I was prepared for betrayal, hostility after office but people showed me love, stood by me – Ajimobi’s widow
Mrs Florence Ajimobi, wife of the late former Oyo State Governor, Abiola Ajimobi, has revealed that though she prepared for betrayals from people who worked with her while in office for eight years, she has experienced the opposite.
She stated this while breaking fast with the leaders of Oyo State Council of the Nigerian Union of Journalists (NUJ), in Ibadan.
Mrs Ajimobi also commended her husband, saying playing a man’s role is a heavy task
Her words: ““Thank you for showing me love. When you leave office, it is a mixed feeling. Like I tell people, I was really prepared [for life outside office]. But I didn’t get what I prepared for. I got otherwise. I was prepared for a lot of betrayal and hostility. But I didn’t get it. I am saying this with all sense of sincerity. Every time I went out, I got recognition. I felt love from people. People are still standing by my side. I thank God for that. I was not a perfect person [while in government]. There is no perfect person,I had my faults. We all have our faults; Whatever mine were, they were faults from the head and not from the heart.

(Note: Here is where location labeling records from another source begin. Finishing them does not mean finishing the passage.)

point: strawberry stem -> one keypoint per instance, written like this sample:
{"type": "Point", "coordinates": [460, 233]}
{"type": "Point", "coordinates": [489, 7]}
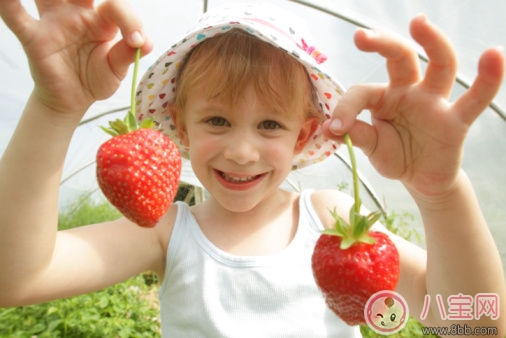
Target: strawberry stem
{"type": "Point", "coordinates": [134, 81]}
{"type": "Point", "coordinates": [356, 188]}
{"type": "Point", "coordinates": [129, 122]}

“I pray God will answer our prayers, particularly in this season of Ramadan, and protect us. We are in a world that nobody is sure of at this time. But with God on our side, He will protect each and every one of us. Whatever evil is happening around in the world today, we will not partake out of it.

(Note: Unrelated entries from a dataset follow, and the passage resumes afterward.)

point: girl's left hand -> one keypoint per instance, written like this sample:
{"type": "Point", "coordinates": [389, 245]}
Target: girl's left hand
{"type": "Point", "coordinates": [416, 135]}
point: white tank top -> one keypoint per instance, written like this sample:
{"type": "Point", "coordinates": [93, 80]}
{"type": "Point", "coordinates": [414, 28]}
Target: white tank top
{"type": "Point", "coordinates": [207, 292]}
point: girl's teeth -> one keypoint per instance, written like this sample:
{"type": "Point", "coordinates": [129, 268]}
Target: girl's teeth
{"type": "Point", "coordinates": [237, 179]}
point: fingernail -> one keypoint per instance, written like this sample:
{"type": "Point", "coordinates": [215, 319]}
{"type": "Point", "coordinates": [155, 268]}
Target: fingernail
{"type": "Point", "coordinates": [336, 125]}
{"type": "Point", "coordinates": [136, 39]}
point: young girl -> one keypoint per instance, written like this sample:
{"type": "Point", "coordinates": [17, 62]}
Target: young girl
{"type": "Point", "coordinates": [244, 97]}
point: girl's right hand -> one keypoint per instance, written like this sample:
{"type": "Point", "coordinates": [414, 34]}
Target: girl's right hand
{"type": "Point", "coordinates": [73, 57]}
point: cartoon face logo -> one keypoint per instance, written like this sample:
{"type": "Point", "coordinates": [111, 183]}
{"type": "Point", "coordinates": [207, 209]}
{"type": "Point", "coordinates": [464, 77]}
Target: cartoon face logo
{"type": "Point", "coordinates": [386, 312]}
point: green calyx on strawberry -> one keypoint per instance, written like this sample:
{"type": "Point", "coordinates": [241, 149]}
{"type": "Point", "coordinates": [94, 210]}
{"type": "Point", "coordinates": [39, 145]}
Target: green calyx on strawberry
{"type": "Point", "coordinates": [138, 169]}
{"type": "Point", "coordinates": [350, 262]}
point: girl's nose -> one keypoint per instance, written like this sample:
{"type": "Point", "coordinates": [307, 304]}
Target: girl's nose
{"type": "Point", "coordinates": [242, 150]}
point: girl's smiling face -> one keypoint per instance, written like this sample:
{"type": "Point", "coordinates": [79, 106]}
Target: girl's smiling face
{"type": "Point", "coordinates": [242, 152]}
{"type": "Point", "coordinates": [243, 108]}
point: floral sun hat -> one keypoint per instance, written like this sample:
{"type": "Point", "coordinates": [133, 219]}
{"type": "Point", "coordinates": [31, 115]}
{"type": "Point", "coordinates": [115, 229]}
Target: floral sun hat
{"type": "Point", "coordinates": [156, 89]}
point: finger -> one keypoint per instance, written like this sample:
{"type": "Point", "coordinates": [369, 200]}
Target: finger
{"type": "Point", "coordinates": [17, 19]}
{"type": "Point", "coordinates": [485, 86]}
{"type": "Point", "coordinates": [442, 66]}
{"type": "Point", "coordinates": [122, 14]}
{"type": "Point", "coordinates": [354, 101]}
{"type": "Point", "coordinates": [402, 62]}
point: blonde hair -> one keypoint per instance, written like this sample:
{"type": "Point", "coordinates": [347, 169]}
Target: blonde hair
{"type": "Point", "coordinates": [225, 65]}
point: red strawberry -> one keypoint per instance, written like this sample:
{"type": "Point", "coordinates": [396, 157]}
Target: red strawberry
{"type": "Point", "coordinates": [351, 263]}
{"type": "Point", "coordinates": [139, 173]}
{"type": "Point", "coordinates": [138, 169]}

“Listening to the NUJ chairman about immortalising my husband at the NUJ, it is something I would love to do. We will look into it. Right now, we are doing a project in his honour at the University of Ibadan. Hopefully when we finish that, we will come to NUJ. Anything to immortalise my husband and uphold his legacy, you can always count on me. Forever I will celebrate him. Forever, I will uphold his legacy. I think that is why I am still here.

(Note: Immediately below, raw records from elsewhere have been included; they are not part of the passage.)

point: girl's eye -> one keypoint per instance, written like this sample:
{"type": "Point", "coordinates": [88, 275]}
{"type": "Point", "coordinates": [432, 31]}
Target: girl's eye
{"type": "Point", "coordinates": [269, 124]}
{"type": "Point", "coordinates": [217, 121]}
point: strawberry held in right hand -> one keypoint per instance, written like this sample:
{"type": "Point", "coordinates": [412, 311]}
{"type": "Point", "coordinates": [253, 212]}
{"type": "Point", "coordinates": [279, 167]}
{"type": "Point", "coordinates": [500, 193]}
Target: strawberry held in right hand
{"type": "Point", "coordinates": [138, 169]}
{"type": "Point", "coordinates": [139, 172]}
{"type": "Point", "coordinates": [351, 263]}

“For NAWOJ, whatever I can do to support the women, I will do it. That is my passion; that is my own calling. I would always support widows, junior and senior ‘colleagues’ because I am part of them and I know how it feels, whether emotionally or financially. It is not easy. I tell people. It is not easy. I respect and love my husband even more in death. I didn’t know so many things he was doing. But now that I am the breadwinner, I just marvel and I wonder how he was coping without complaining. I still said it to my children that their daddy was a great man. I think I love him more in death. He never complained. It’s not one year [after his death] and I am complaining to my children, complaining in my house. This is somebody I lived with him for 40 years and I never for once heard him complain. He was carrying all the load with ease and I said it is not easy to be a man. If there is reincarnation, I don’t want to be a man. I would always want to be a woman and I would always be married to him for as many times as we come back together because he was one in a lifetime, an amazing man. He had a good heart. Yes, he was not perfect, he had his faults. But with all sense of sincerity, he was a good man. He will forever live in my heart,I would forever uphold anything he believed in. And NUJ is one of those institutions I know he believed in. So, in my own little way, you can always count on my support and also to NAWOJ.”